# Wie seid Ihr zur Fotografie gekommen?



## Vitalis (8. Januar 2003)

Ja, das wollte Bubi in einem anderen Thread wissen. 

Hm, bei mir war das irgendwie ganz plötzlich. Fasziniert hat es mich schon immer, aber selten habe ich einen Gedanken daran verschwendet, selber zu fotografieren. Irgendwann kaufte ich mir schnellentschlossen eine sehr billige DigiCam, aber eigentlich nur für eBay und solche Dinge. Als ich sie dann allerdings hatte, konnte ich nicht aufhören zu fotografieren, ich war fasziniert und schnell wurde klar, daß ich eine bessere Kamera brauchte, denn diese hatte nichtmal Zoom und nur einen Fixfokus. Habe sie am zweiten Tag wieder in den Laden zurückgebracht, dann folgten einige Wochen in denen ich Unmengen an Infos zur Fotografie und Digicams aus dem Internet und aus Büchern verschlang. Am Ende kam ich an meine Finepix 602 und fotografiere jetzt seit vergangenem Juli, davor hatte ich niemals ne Kamera in der Hand.

Jetzt erzählt Ihr mal


----------



## BubiBohnensack (8. Januar 2003)

Es gab schon immer eine gewisse Verbindung zur Photographie ausgelöst durch meinen Vater dennoch bin ich aktiv erst seit ganz kurzer Zeit. Auslöser waren Diafilme meines Vaters, die ich durchgeguckt habe und schlichtweg begeistert war, zum Zweiten waren es Foren wie dieses hier und zu einem nicht zu unterschätzenden anderen Teil war es die Wut auf DigitalVideo bezüglich der im Home bis semiprofi-Bereich erreichbaren Bildqualität.
Beim Filmen gibt es einen enormen Unterschied zwischen den Homecameras und den Profigeräten, während ich bei der Fotographie durch das vorhandene Equipment mit Profigeräten ausgestattet bin und da ich nuneinmal ein Qualitätsfetischist bin, war das mit Sicherheit auch ein Grund.


----------



## Martin Schaefer (8. Januar 2003)

Hi,

also angefangen hab ich mit 5 Jahren und dieser Kamera *lol*






Es war aber keine echte Leidenschaft auf Dauer, erstmal.
Mein Vater hat aber schon seit Ewigkeiten eine recht gute Leica-Ausrüstung und hat damit auch viel fotografiert. Das hat sicherlich dazu geführt, dass ich ein ziemlich "visuell" veranlagter Mensch wurde. Konnte mich eigentlich schon immer für Bilder begeistern. Mit 14 oder 15 hab ich mir dann von Zeit zu Zeit mal die Leica ausgeliehen und z.B. in Zoos fotografiert, aber noch recht unregelmässig.

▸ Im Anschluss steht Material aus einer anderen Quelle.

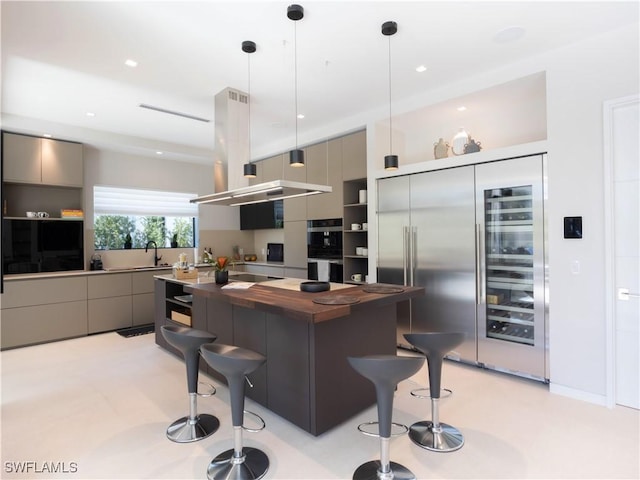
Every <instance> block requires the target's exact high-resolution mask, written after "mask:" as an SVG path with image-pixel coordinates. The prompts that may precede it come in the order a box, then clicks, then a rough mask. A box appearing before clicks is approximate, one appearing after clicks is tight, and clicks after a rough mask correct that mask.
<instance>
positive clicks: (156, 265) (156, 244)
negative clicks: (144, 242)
mask: <svg viewBox="0 0 640 480" xmlns="http://www.w3.org/2000/svg"><path fill="white" fill-rule="evenodd" d="M152 243H153V266H154V267H157V266H158V260H160V259H161V258H162V255H161V256H158V245H157V244H156V242H154V241H153V240H149V241H148V242H147V244H146V245H145V247H144V252H145V253H147V252H148V251H149V245H151V244H152Z"/></svg>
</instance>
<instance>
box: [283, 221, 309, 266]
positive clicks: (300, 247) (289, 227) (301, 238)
mask: <svg viewBox="0 0 640 480" xmlns="http://www.w3.org/2000/svg"><path fill="white" fill-rule="evenodd" d="M284 244H285V245H286V248H285V249H284V264H285V265H286V266H287V267H295V268H304V269H306V268H307V222H306V221H304V220H300V221H296V222H284ZM305 277H306V275H305Z"/></svg>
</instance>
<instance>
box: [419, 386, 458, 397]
mask: <svg viewBox="0 0 640 480" xmlns="http://www.w3.org/2000/svg"><path fill="white" fill-rule="evenodd" d="M452 394H453V392H452V391H451V390H449V389H448V388H441V389H440V398H446V397H449V396H451V395H452ZM411 396H413V397H416V398H431V389H430V388H416V389H415V390H411Z"/></svg>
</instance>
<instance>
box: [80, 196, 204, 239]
mask: <svg viewBox="0 0 640 480" xmlns="http://www.w3.org/2000/svg"><path fill="white" fill-rule="evenodd" d="M196 196H197V195H196V194H195V193H182V192H161V191H153V190H139V189H131V188H115V187H105V186H95V187H94V189H93V200H94V229H95V230H94V247H95V249H96V250H114V249H122V248H145V246H146V245H147V242H149V241H154V242H156V244H157V245H158V248H163V247H166V248H169V247H181V248H184V247H195V246H196V240H197V239H196V232H197V216H198V206H197V205H195V204H192V203H190V202H189V200H190V199H192V198H195V197H196ZM128 236H129V238H128ZM128 241H130V243H128ZM127 243H128V244H127Z"/></svg>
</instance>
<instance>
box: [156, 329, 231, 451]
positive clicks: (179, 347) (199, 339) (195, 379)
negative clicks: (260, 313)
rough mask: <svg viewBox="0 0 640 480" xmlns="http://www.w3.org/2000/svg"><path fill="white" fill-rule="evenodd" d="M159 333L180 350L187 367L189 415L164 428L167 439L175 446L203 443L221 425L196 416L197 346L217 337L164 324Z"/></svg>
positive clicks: (197, 367)
mask: <svg viewBox="0 0 640 480" xmlns="http://www.w3.org/2000/svg"><path fill="white" fill-rule="evenodd" d="M160 331H161V332H162V336H163V337H164V339H165V340H166V341H167V342H168V343H169V344H170V345H172V346H173V347H175V348H177V349H178V350H180V352H181V353H182V356H183V357H184V363H185V364H186V366H187V390H188V391H189V416H188V417H182V418H179V419H178V420H176V421H175V422H173V423H172V424H171V425H170V426H169V428H167V437H168V438H169V440H172V441H174V442H178V443H188V442H195V441H198V440H202V439H203V438H206V437H208V436H209V435H211V434H212V433H214V432H215V431H216V430H218V427H219V426H220V421H219V420H218V418H217V417H214V416H213V415H209V414H208V413H201V414H198V407H197V398H198V362H199V359H200V346H201V345H204V344H205V343H211V342H213V341H215V339H216V336H215V335H214V334H212V333H209V332H204V331H202V330H196V329H194V328H189V327H178V326H174V325H163V326H162V327H161V328H160ZM214 391H215V389H214Z"/></svg>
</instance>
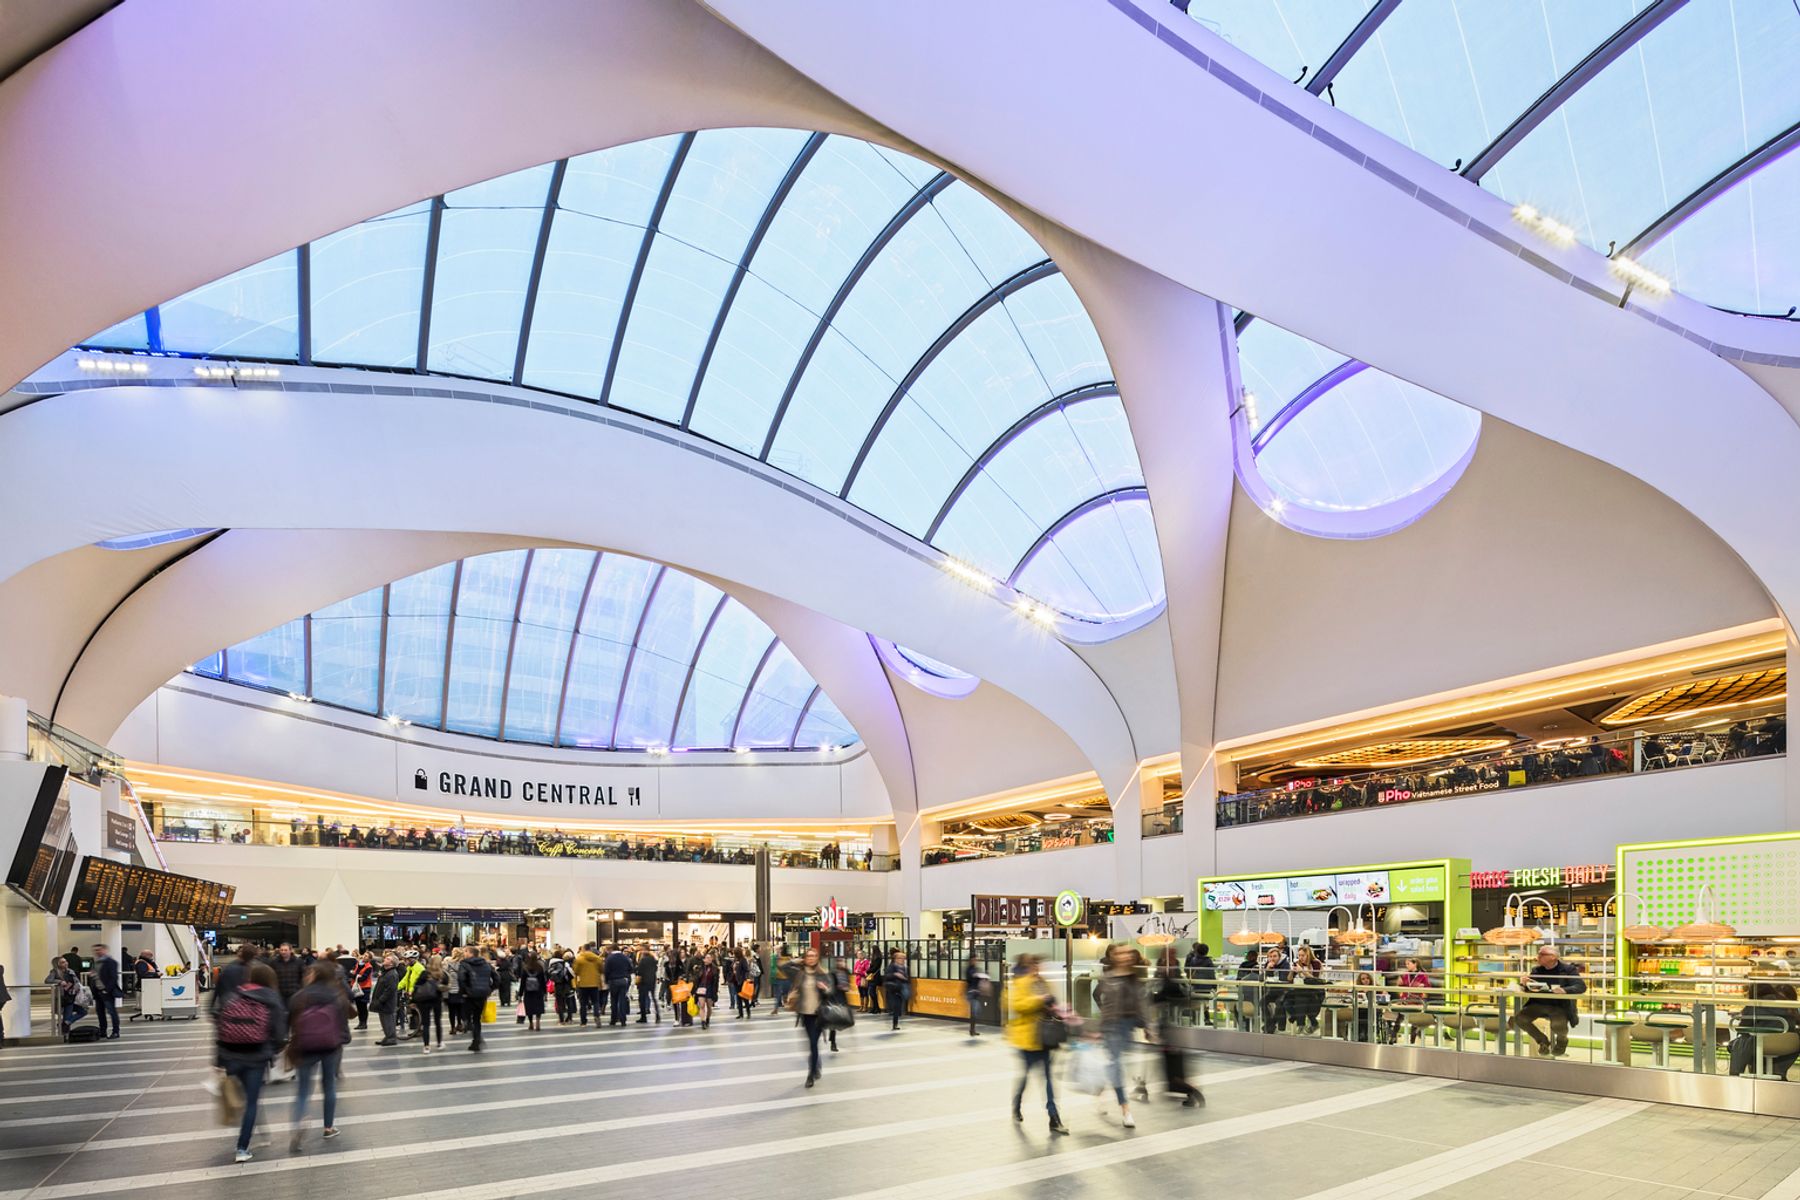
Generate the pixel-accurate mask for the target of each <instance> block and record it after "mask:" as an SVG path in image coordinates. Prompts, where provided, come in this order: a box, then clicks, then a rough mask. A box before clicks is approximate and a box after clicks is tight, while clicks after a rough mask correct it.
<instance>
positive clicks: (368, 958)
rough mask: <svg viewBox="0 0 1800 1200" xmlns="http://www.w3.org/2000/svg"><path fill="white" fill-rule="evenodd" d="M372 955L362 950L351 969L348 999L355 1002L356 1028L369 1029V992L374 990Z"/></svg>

Beruflich hats mich dann doch in Richtung TV gezogen, die bunten Flimmerbilder eben. Erst als ich dann das Geld hatte, auf große Reisen zu gehen, kam auch die große Lust an der Fotografie. Also Equipment gekauft und los ging es. Zuerst eher noch so, dass ich mir die Länder erstmal mit meinen eigenen Augen anschaute und erst dann an den Sucher dachte. Dann aber doch immer stärker auf die Fotografie fixiert. Irgendwann kam der Punkt, wo ich das ganze professionell und neben meinem Hauptberuf anging. Im Augenblick ist es so, dass ich meinen Beruf immernoch ausübe, nebenberuflich recht erfolgreich einigermassen aufwändige Multimedia-Anwendungen produziere und eben meine Fotografie vermarkte, wenn es die Zeit zulässt. Leben muss ich nicht davon und das ist auch gut so.

Jo, das war kurz und bündig der Werdegang.  

Gruß
lightbox


----------



## Thorsten Ball (8. Januar 2003)

Also erst mal vorne weg: Ich fotografiere erst richtig seit 4 Monaten. 

Vor ungefähr einem halben Jahr hat das auch alles angefangen.. Mein Vater fotografiert schon sehr sehr lange mit seiner Canon AE-1 und auch meine 2 Onkel und mein Opa kennen sich gut mit SLR Kameras aus.
Lag also irgendwie in der Familie. Dann sind wir nach Amerika geflogen und ich habe mir die AE-1 vom Vater ausgeliehen und seit dem interresiert mich das Thema... Mein Onkel hat dieses jahr eine neue Kamera gekauft und mit der durfte ich auch 2 Filme verschiessen, ich begann zu sparen und legte mir dann selbst eine Kamera zu.. Nun knippste ich dauert insofern ich Zeit habe und mir Motive über den Weg laufen..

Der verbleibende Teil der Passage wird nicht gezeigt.